All data on published preprints was pulled directly from bioRxiv. However, it is also possible, if not likely, that the publication of many preprints goes undetected by its system. Fraser et al. (2020) developed a method of searching for published preprints in Scopus and Crossref databases and found most had already been picked up by bioRxiv’s detection process, though bioRxiv states that preprints published with new titles or authors can go undetected (“About bioRxiv” n.d.), and preliminary data suggests this may affect thousands of preprints (Abdill and Blekhman 2019b). How these effects differ by country of origin remains unclear—perhaps authors from some countries are more likely to have their titles changed by journal editors, for example—but bias at the country level may also be more pronounced for other reasons. The assignment of Digital Object Identifiers (DOIs) to papers provides a useful proxy for participation in the “western” publishing system. Each published bioRxiv preprint is listed with the DOI of its published version, but DOI assignment is not yet universally adopted. Boudry and Chartron (2017) examined papers from 2015 indexed by PubMed and found DOI assignment varied widely based on the country of the publisher. 96% of publications in Germany had a DOI, for example, plus 98% of U.K. publications and more than 99% of Brazilian publications. However, only 31% of papers published in China had DOIs, and just 2% (33 out of 1582) of papers published in Russia. Boudry and Chartron (2017) included the 50 most productive countries in their analysis; of these, we found no relationship between a country’s preprint publication rate and the rate at which publishers in that country assigned DOIs (Pearson’s r=0.168, p=0.245).
Attribution of preprints
Throughout the analysis, we define the “senior author” for each preprint as the author appearing last in the author list. In addition to being a longstanding practice in biomedical literature (Riesenberg and Lundberg 1990; Buehring, Buehring, and Gerard 2007), a 2003 study found that 91 percent of publications indicated a corresponding author that was in the first- or last-author position (Mattsson, Sundberg, and Laget 2011).

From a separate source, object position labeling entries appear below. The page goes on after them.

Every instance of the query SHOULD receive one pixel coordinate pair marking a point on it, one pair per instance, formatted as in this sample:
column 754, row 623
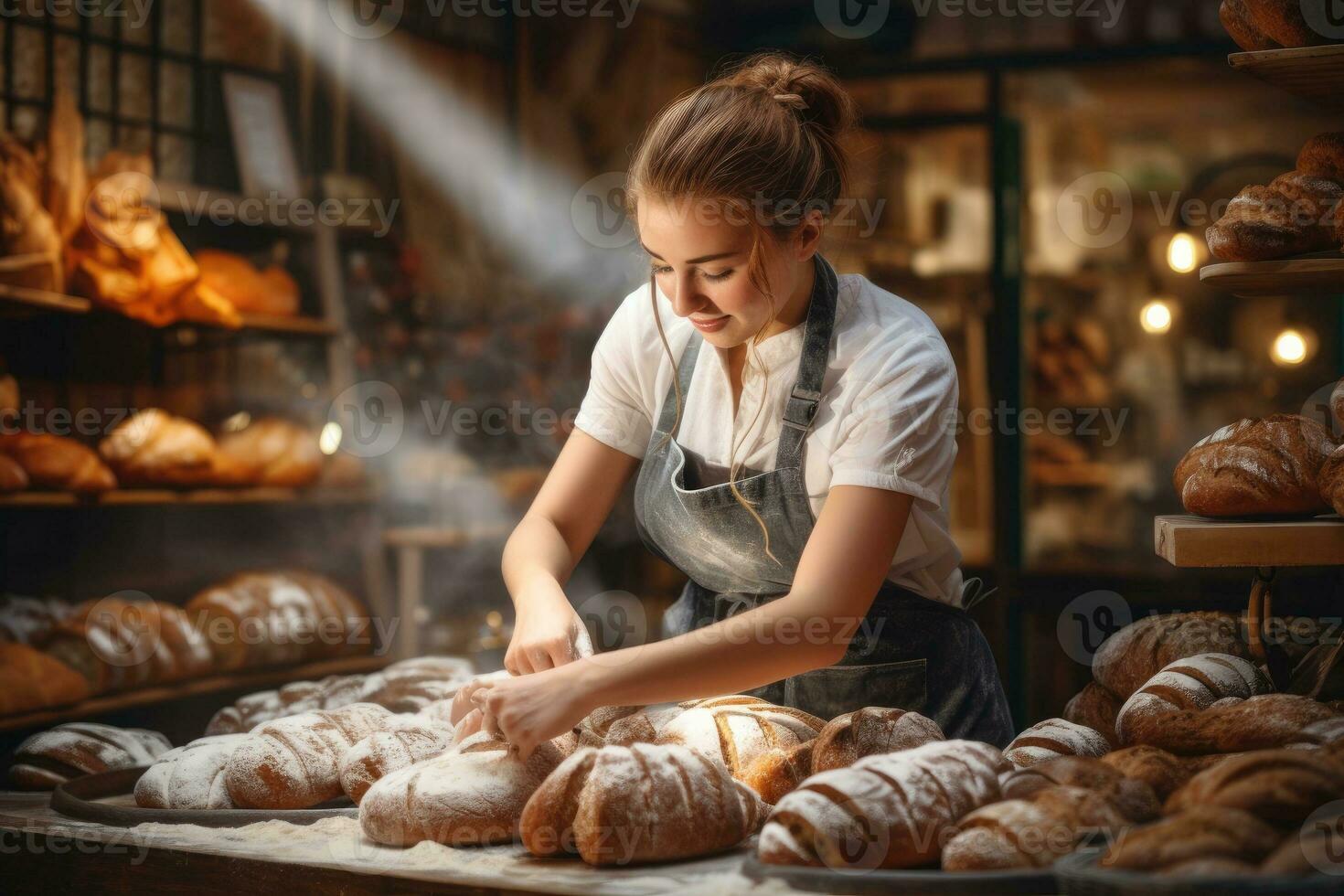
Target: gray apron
column 910, row 652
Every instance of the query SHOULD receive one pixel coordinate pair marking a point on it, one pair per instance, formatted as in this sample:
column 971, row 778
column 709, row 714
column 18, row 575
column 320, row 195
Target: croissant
column 646, row 802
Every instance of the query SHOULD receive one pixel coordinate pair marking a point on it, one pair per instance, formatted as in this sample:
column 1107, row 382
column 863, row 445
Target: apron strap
column 684, row 371
column 812, row 367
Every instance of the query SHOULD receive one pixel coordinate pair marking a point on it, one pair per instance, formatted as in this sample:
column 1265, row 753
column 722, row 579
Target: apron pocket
column 837, row 689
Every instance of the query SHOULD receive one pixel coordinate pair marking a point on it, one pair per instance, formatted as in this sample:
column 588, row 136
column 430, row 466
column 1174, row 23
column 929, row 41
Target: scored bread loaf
column 889, row 810
column 1257, row 468
column 1051, row 739
column 1133, row 798
column 638, row 804
column 1278, row 786
column 1095, row 709
column 190, row 776
column 1029, row 833
column 78, row 749
column 1200, row 833
column 383, row 752
column 1126, row 660
column 294, row 762
column 472, row 795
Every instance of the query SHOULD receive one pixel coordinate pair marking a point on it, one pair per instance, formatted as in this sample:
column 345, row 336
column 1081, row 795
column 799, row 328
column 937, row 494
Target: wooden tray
column 824, row 880
column 1199, row 541
column 80, row 798
column 1312, row 73
column 1318, row 274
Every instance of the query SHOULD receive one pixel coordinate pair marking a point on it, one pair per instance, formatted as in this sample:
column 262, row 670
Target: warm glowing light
column 1156, row 316
column 329, row 438
column 1183, row 254
column 1289, row 348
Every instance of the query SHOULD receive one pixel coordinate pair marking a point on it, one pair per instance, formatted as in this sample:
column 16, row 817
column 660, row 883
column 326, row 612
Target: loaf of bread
column 472, row 795
column 889, row 810
column 1095, row 709
column 34, row 680
column 190, row 776
column 1257, row 468
column 57, row 463
column 640, row 804
column 1051, row 739
column 1132, row 797
column 1201, row 833
column 737, row 731
column 383, row 752
column 276, row 453
column 1126, row 660
column 1029, row 833
column 1278, row 786
column 80, row 749
column 294, row 762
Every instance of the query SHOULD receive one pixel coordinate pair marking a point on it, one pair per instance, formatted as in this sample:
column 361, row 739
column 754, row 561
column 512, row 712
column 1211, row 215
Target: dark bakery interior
column 303, row 300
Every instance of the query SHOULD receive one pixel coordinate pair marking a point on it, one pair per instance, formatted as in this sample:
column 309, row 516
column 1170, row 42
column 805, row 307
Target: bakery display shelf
column 1191, row 541
column 262, row 680
column 192, row 497
column 1320, row 272
column 40, row 300
column 1312, row 73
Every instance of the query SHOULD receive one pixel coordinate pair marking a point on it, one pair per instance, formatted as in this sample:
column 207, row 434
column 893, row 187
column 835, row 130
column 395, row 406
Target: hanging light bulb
column 1156, row 316
column 1183, row 254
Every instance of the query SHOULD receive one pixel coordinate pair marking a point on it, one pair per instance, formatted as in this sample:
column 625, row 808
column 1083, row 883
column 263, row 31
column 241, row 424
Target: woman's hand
column 528, row 709
column 548, row 633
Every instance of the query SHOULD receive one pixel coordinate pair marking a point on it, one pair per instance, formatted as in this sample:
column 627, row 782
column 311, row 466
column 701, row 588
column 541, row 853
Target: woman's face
column 700, row 263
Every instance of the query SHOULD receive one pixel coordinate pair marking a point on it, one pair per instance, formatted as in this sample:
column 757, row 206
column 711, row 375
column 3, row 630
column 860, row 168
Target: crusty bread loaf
column 889, row 810
column 1029, row 833
column 863, row 732
column 1191, row 684
column 1278, row 786
column 1132, row 797
column 57, row 463
column 383, row 752
column 1095, row 709
column 190, row 776
column 638, row 804
column 1257, row 468
column 735, row 731
column 1197, row 835
column 1126, row 660
column 294, row 762
column 472, row 795
column 34, row 680
column 78, row 749
column 1051, row 739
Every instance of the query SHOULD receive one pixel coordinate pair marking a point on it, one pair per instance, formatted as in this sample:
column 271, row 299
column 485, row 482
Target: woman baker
column 794, row 434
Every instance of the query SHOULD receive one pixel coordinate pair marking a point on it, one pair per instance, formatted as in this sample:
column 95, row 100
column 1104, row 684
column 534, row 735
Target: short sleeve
column 902, row 427
column 615, row 410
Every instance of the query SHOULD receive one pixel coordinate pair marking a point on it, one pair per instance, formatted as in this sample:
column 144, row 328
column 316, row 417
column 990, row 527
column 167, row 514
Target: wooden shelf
column 194, row 497
column 1312, row 73
column 1198, row 541
column 1320, row 274
column 160, row 693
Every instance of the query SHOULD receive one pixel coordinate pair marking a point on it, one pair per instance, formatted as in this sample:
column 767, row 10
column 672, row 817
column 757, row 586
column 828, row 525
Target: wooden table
column 46, row 852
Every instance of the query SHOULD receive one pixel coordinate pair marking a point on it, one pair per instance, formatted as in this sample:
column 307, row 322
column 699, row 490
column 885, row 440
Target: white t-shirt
column 886, row 420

Among the 56,002 preprints for which the country was known for the first and last author, 7,239 (12.9%) preprints included a first author associated with a different country than the senior author.

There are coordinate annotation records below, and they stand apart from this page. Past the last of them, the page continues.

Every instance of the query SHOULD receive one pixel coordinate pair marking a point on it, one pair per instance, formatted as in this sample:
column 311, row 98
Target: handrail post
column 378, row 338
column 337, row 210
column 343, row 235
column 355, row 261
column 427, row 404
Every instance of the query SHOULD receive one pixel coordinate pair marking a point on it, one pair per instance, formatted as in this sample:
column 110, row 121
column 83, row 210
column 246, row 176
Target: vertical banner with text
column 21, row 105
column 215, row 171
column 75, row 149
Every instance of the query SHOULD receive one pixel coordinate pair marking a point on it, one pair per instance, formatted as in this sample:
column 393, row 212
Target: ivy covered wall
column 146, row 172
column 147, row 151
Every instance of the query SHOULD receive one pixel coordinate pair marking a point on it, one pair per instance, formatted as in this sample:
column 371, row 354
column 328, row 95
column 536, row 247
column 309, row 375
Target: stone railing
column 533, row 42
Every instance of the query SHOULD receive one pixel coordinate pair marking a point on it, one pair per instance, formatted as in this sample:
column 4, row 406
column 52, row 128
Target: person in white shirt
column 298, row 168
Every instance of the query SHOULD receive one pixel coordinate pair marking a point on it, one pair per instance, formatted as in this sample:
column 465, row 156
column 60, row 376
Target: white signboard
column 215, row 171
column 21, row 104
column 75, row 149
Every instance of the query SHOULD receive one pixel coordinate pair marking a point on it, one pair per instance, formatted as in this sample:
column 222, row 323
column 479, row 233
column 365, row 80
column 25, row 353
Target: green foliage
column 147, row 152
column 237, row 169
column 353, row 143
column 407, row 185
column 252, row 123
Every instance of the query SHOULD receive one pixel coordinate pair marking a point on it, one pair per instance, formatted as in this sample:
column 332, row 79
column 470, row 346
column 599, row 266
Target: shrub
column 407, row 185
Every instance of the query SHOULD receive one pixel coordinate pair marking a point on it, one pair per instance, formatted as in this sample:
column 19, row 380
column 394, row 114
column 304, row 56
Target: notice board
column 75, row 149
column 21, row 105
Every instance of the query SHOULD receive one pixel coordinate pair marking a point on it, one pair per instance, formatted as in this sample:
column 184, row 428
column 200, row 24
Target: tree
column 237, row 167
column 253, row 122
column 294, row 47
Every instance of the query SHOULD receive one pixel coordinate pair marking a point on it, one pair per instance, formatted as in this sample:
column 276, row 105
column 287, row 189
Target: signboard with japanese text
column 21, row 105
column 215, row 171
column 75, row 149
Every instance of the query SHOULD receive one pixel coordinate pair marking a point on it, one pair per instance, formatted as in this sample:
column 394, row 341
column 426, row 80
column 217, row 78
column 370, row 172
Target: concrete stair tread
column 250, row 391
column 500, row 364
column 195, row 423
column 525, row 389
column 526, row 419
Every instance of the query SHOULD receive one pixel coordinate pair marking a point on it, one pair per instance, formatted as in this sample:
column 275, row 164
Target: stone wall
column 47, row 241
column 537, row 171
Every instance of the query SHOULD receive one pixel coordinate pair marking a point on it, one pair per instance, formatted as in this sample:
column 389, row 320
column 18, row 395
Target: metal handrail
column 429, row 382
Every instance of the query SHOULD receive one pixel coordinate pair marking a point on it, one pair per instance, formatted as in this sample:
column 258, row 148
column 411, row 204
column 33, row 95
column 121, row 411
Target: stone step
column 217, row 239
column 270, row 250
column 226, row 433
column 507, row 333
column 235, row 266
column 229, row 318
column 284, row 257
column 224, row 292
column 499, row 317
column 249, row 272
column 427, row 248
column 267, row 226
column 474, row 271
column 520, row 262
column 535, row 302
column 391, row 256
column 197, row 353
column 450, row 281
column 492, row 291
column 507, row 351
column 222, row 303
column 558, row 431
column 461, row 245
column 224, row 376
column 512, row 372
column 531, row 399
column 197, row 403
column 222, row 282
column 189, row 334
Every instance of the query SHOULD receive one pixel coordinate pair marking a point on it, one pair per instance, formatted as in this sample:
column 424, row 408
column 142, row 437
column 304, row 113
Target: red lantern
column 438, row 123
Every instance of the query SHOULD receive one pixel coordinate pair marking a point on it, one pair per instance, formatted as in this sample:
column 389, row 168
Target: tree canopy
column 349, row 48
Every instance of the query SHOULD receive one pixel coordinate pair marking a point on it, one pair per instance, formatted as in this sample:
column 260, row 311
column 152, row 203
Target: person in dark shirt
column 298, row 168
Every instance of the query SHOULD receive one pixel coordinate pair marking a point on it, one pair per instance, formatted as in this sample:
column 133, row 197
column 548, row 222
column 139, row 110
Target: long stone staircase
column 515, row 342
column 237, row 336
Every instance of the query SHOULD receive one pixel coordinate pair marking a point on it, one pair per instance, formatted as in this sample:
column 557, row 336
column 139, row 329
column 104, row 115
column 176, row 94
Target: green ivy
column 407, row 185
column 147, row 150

When examining international collaboration, we also considered whether more nuanced methods of distributing credit would be more informative. Our primary approach—assigning each preprint to the one country appearing in the senior author spot—is considered straight counting (Gauffriau et al. 2008). We repeated the process using complete-normalized counting (Supplementary Table 7), which splits a single credit among all authors of a preprint. So, for a preprint with 10 authors, if six authors are affiliated with an institution in the United Kingdom, the U.K. would receive 0.6 “credits” for that preprint. We found the complete-normalized preprint counts to be almost identical to the counts distributed based on straight counting (Pearson’s r=0.9998, p=3.27×10-306). While there are numerous proposals for proportioning differing levels of recognition to authors at different positions in the author list (e.g. Hagen 2013; Kim and Diesner 2015), the close link between the complete-normalized count and the count based on senior authorship indicates that senior authors are at least an accurate proxy for the overall number of individual authors, at the country level.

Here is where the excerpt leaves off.